The associated graded algebra of a f.g filtered algebra is f.g? Let $k$ be a field and let $A$ be a (non)commutative filtered $k$-algebra. If, as $k$-algebra, $gr(A)$ is finitely generated, then $A$ is finitely generated too. 
My question: is it true that if $A$ is finitely generated, then $gr(A)$ is finitely generated too? 
I think the answer depends on the filtration. For example, if we consider $A$ with the standard filtration of a finitely generated algebra, then the answer to my question is positive. But I can't think of any counter-example.      

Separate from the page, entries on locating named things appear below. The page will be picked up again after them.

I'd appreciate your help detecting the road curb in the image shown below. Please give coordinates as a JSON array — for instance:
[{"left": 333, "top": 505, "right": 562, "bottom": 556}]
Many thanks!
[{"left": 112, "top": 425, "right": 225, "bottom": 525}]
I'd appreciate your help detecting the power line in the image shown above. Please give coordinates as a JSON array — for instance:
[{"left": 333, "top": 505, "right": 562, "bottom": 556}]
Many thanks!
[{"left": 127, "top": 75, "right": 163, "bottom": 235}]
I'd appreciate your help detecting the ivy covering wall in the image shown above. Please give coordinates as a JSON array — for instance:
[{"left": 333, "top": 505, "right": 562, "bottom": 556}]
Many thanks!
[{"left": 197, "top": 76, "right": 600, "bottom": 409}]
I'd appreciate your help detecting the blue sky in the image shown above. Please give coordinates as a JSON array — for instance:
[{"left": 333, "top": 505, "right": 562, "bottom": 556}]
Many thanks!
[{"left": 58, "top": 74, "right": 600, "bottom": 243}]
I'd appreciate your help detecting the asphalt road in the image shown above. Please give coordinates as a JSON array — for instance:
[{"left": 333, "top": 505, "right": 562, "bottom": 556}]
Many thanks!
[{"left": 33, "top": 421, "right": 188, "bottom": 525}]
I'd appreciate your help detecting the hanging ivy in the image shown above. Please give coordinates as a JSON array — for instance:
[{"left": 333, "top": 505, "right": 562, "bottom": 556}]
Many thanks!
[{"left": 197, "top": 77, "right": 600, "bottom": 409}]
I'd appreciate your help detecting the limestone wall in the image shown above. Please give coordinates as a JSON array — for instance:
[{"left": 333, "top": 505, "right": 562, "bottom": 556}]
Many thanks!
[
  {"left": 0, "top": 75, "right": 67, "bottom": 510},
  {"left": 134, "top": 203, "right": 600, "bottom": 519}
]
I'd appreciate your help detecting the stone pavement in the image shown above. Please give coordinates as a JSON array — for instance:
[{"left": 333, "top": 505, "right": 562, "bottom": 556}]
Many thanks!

 A: As you suspect, the answer is no. Before getting on to an example, the philosophy is the following: the Rees construction allows one to think of the associated graded algebra as being the special fiber in a flat family of algebras---in some sense, the "worst behaved" member of the family. And if the bad seed is relatively speaking good, all the kids are good. But the converse need not hold in general.
Let $A=k[x]$ and define a filtration by setting $F_d(A)$ equal to the set of polynomials of degree at most $2^{d-1}$ (and with $F_0(A)$ the constants). This gives an increasing filtration on $A$ such that the dimension of the $d$th graded piece of the associated graded algebra is $2^{d-2}$. 
Now a commutative finitely generated graded $k$-algebra is a quotient of a polynomial ring in $n$ variables, and the dimension of the $d$th graded piece of a polynomial ring is polynomial in $d$ (given by a certain binomial coefficient). So the associated graded we have constructed is not finitely generated.